Cette mère porte aujourd’hui un regard sévère sur elle-même teinté de dévalorisation : « je ne suis jamais arrivée à rien toute seule ». Elle enchaîne sur ses rapports privilégiés avec sa fille : « Elle a toutes les qualités, c’est la fille que j’aime le mieux… elle est très calme, elle veut que mon attention soit centrée sur elle ». « Depuis (qu’elle a une trichotillomanie) j’ai redoublé d’attention, c’est peut-être mauvais pour les autres parce que je lui donne encore plus ». On sent poindre derrière ses propos une culpabilité importante : « J’ai été loin de mes enfants depuis le décès de mon mari, mais pas physiquement… maintenant comme famille, il n’y a que moi ». Elle nous a paru dépressive : visage triste et peu mobile, vêtue de sombre, le ton un peu monocorde, parfois cassant, presque désagréable. Elle nous dira avoir déjà demandé à sa fille si elle avait peur qu’elle meure à son tour, si elle accepterait qu’elle se remarie (le refus de sa fille a été catégorique).

Il y a quelques mois, Lili a, pour la troisième fois attrapé des poux (épidémies régulières à l’école). Elle en a été extrêmement contrariée – sa mère dira catastrophée – elle en a pleuré.

La mère de Lili, en coiffant sa fille – elle le fait très régulièrement – a découvert qu’elle perdait ses cheveux : « Sa raie s’élargissait ». Elle a été intriguée d’en trouver sur l’oreiller. Lili va voir 3 dermatologues. C’est le dernier qui porte le diagnostic de trichotillomanie mais il n’en parle qu’à la maman, préférant dire à Lili qu’elle perd ses cheveux à cause d’un stress, parce qu’elle est en train de grandir ».

Lili va être très rapidement à l’aise dans l’entretien. Elle a une chevelure plutôt belle et son alopécie ne nous est pas visible : elle se coiffe de façon à la masquer. Elle possède à la fois un bagage culturel et des capacités d’expression verbales étonnants pour son âge, une grande vivacité intellectuelle. Elle donne à l’entretien une note de séduction, évoque sa présence ici de façon détendue, parfois presque ironique, nous dit que c’est  » à cause du stress, de la nervosité ». Pas un mot sur la trichotillomanie. Elle nous rappelle que les premiers médecins qui l’ont vu lui « ont donné un traitement de pelade alors que ce n’était absolument pas une pelade », non sans sourire.
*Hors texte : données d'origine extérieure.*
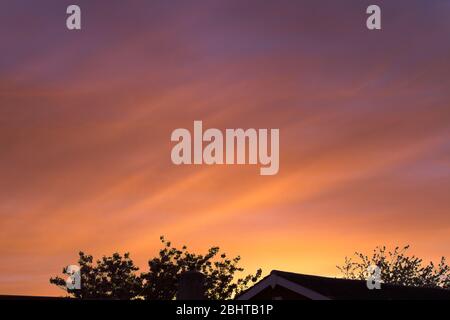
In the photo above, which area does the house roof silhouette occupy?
[236,270,450,300]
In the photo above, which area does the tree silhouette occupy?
[50,237,261,300]
[337,246,450,289]
[142,237,261,300]
[50,252,142,300]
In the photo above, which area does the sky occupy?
[0,0,450,295]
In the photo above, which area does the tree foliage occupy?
[337,246,450,289]
[50,252,142,300]
[50,237,261,300]
[142,237,261,300]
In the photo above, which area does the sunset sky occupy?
[0,0,450,295]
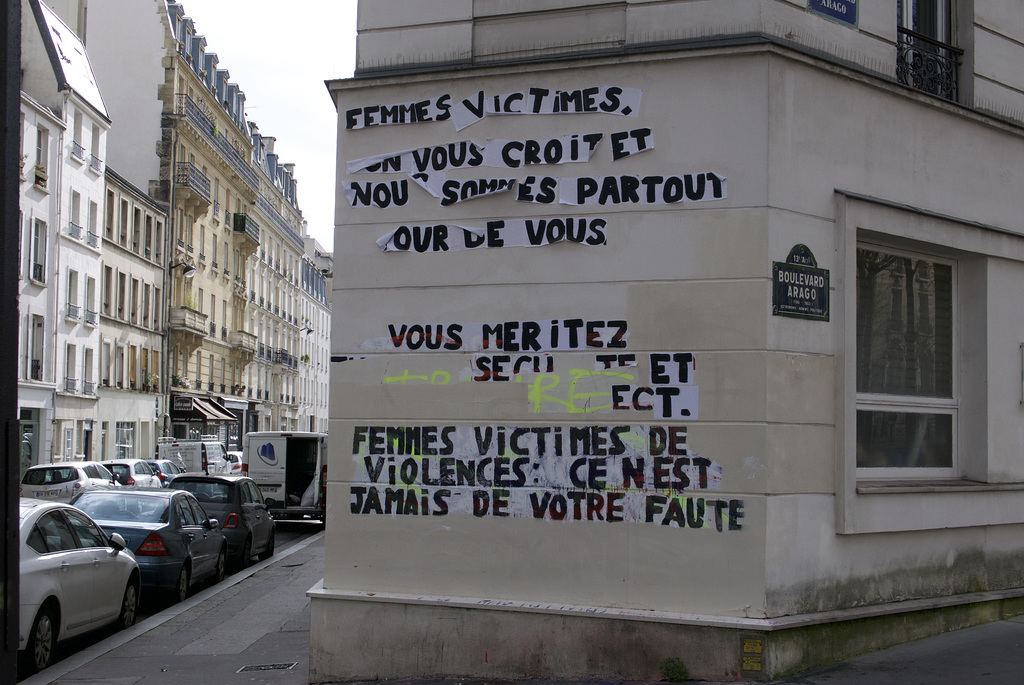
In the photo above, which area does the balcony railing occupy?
[175,93,259,189]
[896,27,964,102]
[230,331,256,354]
[231,213,259,245]
[174,162,210,203]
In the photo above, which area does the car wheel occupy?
[213,547,227,583]
[171,562,189,602]
[239,537,253,568]
[259,530,274,561]
[25,605,57,675]
[118,577,138,629]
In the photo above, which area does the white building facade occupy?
[23,1,110,461]
[319,0,1024,682]
[17,91,63,470]
[98,168,167,459]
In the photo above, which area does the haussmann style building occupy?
[319,0,1024,681]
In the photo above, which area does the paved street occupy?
[22,524,1024,685]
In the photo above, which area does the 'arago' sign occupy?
[771,245,828,322]
[807,0,857,29]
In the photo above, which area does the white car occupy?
[20,462,119,502]
[17,498,140,676]
[100,459,164,487]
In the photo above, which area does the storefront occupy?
[170,394,238,442]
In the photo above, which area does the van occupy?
[242,431,327,521]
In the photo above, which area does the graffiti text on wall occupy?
[349,425,743,532]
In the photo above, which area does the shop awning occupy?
[194,397,236,421]
[171,395,238,421]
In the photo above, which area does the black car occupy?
[72,487,227,601]
[170,473,274,568]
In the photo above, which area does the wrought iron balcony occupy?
[175,93,259,189]
[174,162,213,207]
[232,213,259,246]
[896,27,964,102]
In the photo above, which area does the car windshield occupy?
[22,466,78,485]
[75,493,167,523]
[172,478,231,504]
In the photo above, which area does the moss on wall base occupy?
[309,589,1024,683]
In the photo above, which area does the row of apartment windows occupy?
[20,331,160,395]
[105,190,164,263]
[103,265,162,331]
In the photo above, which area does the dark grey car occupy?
[170,473,274,568]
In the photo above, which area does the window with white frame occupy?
[115,421,135,459]
[856,245,957,477]
[32,219,47,283]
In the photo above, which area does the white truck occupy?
[157,435,225,473]
[242,431,327,521]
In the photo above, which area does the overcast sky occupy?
[180,0,356,250]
Avec vie, souplesse et facilitée elle va parler de moments de son passé. Elle se remémore des souvenirs d’enfant : « A 2 ans, je me suis mis du vernis à ongles de ma mère sur le visage… à 3 ans, je suis allée à l’école sans culotte sous ma robe, la maîtresse m’en a fait la remarque ». Elle parle de son père, avec difficulté, ne se souvient pas de son caractère, en parle au présent : « Quand il part en voyage d’affaire il me ramène des souvenirs ». Nous évoquons son décès : « Il est parti pour un long voyage », elle enchaîne : « je ne m’en soucie plus maintenant, j’ai assez de problèmes avec mes cheveux ». Nous parlons du cancer de son papa, de la possibilité d’une chimiothérapie et de la perte de cheveux. Elle enchaîne sur sa perte de cheveux. Elle se souvient précisément du jour où sa mère a découvert l’alopécie : le 6 décembre. Cette date lui fait penser à « Noël, l’hiver, la Sainte-Barbe…, l’anniversaire de sa mère, la chute des cheveux ». Jamais au cours de nos deux consultations successives la conduite d’avulsion ne sera évoquée.

Lili nous est apparue beaucoup plus détendue que sa maman et pas déprimée. Les cheveux avaient commencé à repousser, lors de notre deuxième entretien.

Lili et sa mère ne sont pas venues au 3ème rendez-vous.